Episode 3, which is scheduled to air Feb. 20, is the one that made me a believer in “Tommy.” Its main story line deals with sexual assault and the #MeToo movement in the entertainment industry. There is nothing pedantic, preachy or ripped from the headlines about the episode as it intelligently explores the roles power and silence play in allowing the perpetuation of patriarchy.
Furthermore, the third episode connected with me emotionally in a way neither of the first two did. That’s important, too, because in the world of network drama, it doesn’t matter how smart or socially relevant a series is if it’s not connecting as drama at an emotional level with viewers.

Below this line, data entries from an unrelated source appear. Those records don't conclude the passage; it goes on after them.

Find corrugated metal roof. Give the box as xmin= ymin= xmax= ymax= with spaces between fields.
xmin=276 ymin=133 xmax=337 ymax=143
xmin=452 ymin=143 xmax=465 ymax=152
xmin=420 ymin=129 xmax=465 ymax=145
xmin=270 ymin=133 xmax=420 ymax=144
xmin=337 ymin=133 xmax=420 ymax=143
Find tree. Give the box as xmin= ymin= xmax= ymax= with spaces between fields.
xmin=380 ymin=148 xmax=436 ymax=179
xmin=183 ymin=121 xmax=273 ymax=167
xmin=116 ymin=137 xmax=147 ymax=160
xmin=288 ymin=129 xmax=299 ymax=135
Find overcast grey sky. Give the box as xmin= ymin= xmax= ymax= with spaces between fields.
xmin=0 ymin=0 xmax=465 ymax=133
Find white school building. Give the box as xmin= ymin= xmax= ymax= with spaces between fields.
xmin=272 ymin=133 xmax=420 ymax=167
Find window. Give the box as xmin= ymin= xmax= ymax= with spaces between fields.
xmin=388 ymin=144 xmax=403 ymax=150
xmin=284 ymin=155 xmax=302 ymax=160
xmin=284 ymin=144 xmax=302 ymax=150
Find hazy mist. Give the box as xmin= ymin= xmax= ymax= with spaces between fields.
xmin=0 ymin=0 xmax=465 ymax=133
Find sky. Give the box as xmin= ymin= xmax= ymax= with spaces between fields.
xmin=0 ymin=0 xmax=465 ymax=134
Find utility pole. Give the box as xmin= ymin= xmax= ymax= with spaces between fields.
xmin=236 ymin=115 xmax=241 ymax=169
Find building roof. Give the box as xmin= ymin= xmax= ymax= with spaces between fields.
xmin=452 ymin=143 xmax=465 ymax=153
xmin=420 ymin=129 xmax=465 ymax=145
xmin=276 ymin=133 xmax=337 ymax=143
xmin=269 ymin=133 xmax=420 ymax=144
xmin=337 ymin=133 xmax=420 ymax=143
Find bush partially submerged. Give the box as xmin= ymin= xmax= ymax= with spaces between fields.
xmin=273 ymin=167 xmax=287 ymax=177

I want to believe the commitment to this series is part of a larger effort at reform by CBS in the wake of its own sexual harassment scandal that resulted in the resignation in 2018 of CEO Leslie Moonves in the face of multiple allegations of sexual harassment and assault. Morning show anchor Charlie Rose and Jeff Fager, the executive producer of “60 Minutes,” also lost their jobs amid allegations of workplace misconduct in 2018.
Unlike NBC, which has stonewalled in the face of serious #MeToo allegations by multiple women as chronicled in Ronan Farrow’s book, "Catch and Kill,” CBS has clearly tried to alter its culture with Susan Zirinsky named president of CBS News, and Gayle King and Nora O’Donnell showcased as the faces of its morning and evening marquee news programs.
After all these years of seeing network TV consistently following only the money instead of its better angels, I am probably nuts to try to see “Tommy” through a larger lens of reform.
But if CBS could get Edie Falco to do a weekly prime-time series with such a sense of social consciousness, why not give it the benefit of the doubt ― at least, for the moment?